RE: spdxcheck: python git module considered harmful (was RE: [PATCH] scripts/spdxcheck: Limit the scope of git.Repo)

From: Thomas Gleixner
Date: Wed Apr 09 2025 - 16:26:12 EST


Tim!

On Wed, Apr 09 2025 at 17:44, Tim Bird wrote:
>> From: Thomas Gleixner <tglx@xxxxxxxxxxxxx>
>> On Tue, Apr 08 2025 at 17:34, Tim Bird wrote:
>> And yes, it ignores not yet tracked files, but if you want to check
>> them, then it's easy enough to commit them temporarily or provide a
>> dedicated file target to the tools, which ignores git.
>
> OK. Yes. That's an easy workaround.

Actually spdxcheck supports that already:

scripts/spdxcheck.py path/to/file

>> Good luck for coming up with a clever and clean solution for that!
>
> I thought about various solutions for this, but each one I came up
> with had other drawbacks. If it was just a matter of separating
> *.[chS] files from ELF object files, that would be easy to deal with.
> But we put SPDX headers on all kinds of files, and there are lots
> of other types of files generated during a build that are not just
> ELF objects. And build rules change over time. So even if I made
> a comprehensive system today to catch build-generated outliers,
> the solution would probably need constant updating and tweaking, which
> IMHO makes it a no-go.

I'm glad that I'm not the only one who came to this conclusion :)

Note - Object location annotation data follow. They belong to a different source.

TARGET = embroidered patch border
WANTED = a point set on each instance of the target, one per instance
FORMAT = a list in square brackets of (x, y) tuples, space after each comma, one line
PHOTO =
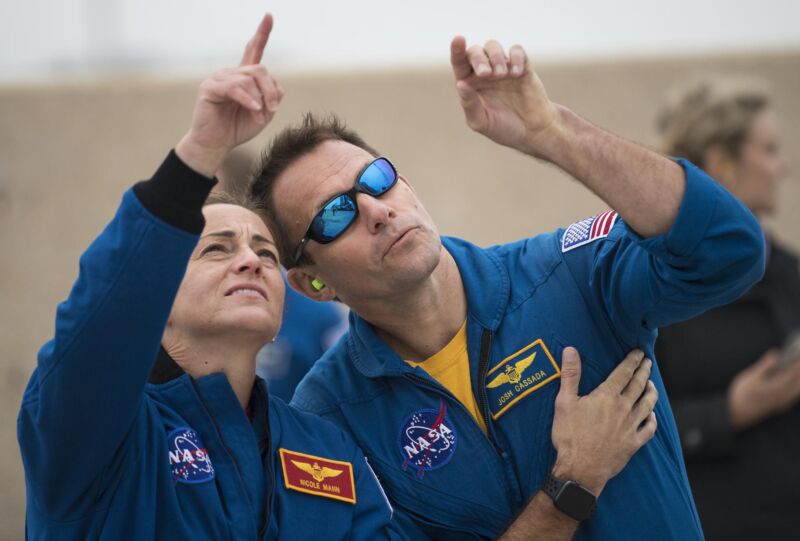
[(588, 230), (529, 390), (420, 434), (315, 486), (189, 464)]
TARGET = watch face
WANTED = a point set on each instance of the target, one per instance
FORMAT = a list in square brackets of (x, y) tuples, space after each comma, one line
[(575, 501)]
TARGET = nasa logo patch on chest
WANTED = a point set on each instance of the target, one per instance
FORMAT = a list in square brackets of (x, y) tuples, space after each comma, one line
[(188, 457), (427, 440)]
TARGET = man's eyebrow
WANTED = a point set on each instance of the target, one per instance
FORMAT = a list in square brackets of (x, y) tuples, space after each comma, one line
[(228, 234)]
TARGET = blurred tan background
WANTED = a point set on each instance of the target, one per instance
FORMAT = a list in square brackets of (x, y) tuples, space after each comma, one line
[(68, 152)]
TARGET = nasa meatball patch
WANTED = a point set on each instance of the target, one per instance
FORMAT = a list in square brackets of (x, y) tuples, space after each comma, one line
[(427, 440), (188, 457)]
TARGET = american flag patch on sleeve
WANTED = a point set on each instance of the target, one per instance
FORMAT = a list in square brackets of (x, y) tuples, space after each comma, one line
[(588, 230)]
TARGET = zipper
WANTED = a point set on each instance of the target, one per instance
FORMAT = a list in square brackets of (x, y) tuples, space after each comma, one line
[(219, 435), (267, 461), (483, 366)]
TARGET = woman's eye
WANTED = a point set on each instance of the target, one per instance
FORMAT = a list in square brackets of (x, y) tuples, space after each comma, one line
[(268, 254)]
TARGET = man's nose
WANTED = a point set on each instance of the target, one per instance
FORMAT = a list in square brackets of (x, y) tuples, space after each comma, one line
[(376, 212)]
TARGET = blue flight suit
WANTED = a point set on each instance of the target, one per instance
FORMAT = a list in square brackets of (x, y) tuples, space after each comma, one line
[(111, 455), (526, 301)]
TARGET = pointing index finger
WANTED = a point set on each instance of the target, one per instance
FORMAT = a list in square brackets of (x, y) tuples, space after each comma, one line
[(254, 49), (458, 58)]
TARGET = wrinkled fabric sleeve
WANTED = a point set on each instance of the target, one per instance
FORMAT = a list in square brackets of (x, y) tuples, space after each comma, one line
[(373, 514), (712, 254)]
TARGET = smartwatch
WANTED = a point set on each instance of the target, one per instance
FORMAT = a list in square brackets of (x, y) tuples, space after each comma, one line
[(570, 497)]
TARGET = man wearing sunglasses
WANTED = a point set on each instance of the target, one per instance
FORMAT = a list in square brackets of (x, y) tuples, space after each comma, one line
[(449, 376)]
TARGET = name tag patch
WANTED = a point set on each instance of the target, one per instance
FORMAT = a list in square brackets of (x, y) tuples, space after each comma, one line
[(518, 375), (318, 476), (188, 457), (588, 230)]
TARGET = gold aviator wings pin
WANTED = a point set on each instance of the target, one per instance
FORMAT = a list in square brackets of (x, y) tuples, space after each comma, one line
[(513, 373)]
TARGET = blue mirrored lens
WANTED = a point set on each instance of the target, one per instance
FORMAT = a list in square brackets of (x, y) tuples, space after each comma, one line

>> Just for the record: I rather wish that people would contribute to
>> eliminate the remaining 17% (15397 files) which do not have SPDX
>> identifiers than complaining about the trivial to solve short-comings of
>> the tool, which was written to help this effort and to make sure that it
>> does not degrade.
>
> I agree with this. Analyzing where the headers are missing is interesting.
> But it's more important to just fix the missing ones.
> I'll spend more of my time working on missing headers,
> rather than on tools to analyze and report them.

Very appreciated.

Thanks,

tglx